Monday, January 18, 2016
Direct
Primary Care: Freedom from Technology
Information
technology has limits when it intervenes into medical practices. To escape the tyranny of this technology and
its limitations on their freedoms, more
primary care physicians are turning to direct primary care (“Fueled by Health Law, ‘Concierge Medicine’ Reaches New
Markets,” Kaiser Health News, January 14, 2015).

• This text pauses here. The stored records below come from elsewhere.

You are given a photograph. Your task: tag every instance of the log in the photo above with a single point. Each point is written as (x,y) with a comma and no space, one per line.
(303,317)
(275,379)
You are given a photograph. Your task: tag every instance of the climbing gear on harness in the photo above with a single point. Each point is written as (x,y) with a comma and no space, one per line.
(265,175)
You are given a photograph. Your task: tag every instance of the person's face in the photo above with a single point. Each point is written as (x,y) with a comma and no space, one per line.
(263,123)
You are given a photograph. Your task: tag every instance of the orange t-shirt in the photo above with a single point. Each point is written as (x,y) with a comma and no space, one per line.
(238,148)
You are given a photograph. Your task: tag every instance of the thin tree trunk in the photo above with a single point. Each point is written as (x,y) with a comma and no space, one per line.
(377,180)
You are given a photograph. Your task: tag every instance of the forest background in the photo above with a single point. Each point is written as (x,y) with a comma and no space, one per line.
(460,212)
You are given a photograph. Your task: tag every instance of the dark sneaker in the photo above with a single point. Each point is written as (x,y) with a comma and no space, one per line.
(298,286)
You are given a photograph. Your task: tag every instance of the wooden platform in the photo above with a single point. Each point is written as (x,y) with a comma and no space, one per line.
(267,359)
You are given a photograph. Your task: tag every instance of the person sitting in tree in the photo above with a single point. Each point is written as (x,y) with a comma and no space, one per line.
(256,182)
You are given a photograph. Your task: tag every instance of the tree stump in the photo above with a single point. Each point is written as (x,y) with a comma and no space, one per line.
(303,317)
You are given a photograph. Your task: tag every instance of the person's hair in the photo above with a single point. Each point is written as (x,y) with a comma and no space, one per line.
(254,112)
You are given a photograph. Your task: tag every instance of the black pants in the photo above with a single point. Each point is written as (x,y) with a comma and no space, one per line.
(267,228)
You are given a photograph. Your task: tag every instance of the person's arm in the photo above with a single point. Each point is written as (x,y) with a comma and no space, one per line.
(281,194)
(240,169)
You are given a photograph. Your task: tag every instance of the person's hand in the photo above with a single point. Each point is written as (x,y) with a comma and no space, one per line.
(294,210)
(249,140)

These new markets include Medicare and Medicaid Managed Care,
markets where direct primary care advocates say they can reduce costs by
20% or more.
Direct primary care (DPC) generally entails charging a flat monthly or annual fee of $100
a month or $1200 a year or so for
comprehensive care – basic medications,
lab tests and other services,
follow up visits, and free 24/7 access
to physicians by email or phone.
DPC is about limits of
technological intervention and about practice freedom - freedom from pre-authorization of tests and
treatment, freedom from electronic
health records, freedom from searching for the right ICD-10 code, freedom to spend more
time with patients, freedom from 50% overhead costs , freedom from surveillance by
3rd parties, freedom from online
data dictating what one should be paid, and
freedom to exercise one’s clinical judgment based on patient’s needs and
choices.
It is not known with precision how many primary care
physicians are converting their
traditional 3rd party-bound practices to DPC. Estimates vary from 2% to 5%, but it is
known from surveys by MGMA and the American Academy of Family Practice that 10%
to 15% are considering the switch.
It is a tricky proposition to go from a traditional practice
to a DPC practice. It involves paring
down a practice from a panel of 2000 patients or so to a select 500, navigating Medicare, Medicaid, health exchange, and insurer rules; ignoring antagonistic critics, who claim you
are creating a dual deliver system, that
you are sacrificing patient need for personal greed, that you are contributing to a growing primary
care shortage; that you must take the economic risks of making the transition
to DPC, which is not sure thing.
There is more to the DPC switch than meets the eye. Basically it is a battle-cry for freedom, for freedom to practice in one’s best interest
and the best interest of patients. It is a hard choice. Freedom is never an easy choice, particularly when it comes to who is to be the master, technology,
yourself, your patients, the insurers, or the government. "The question is," as Humpty Dumpty said, "which is to be the master – that’s all.”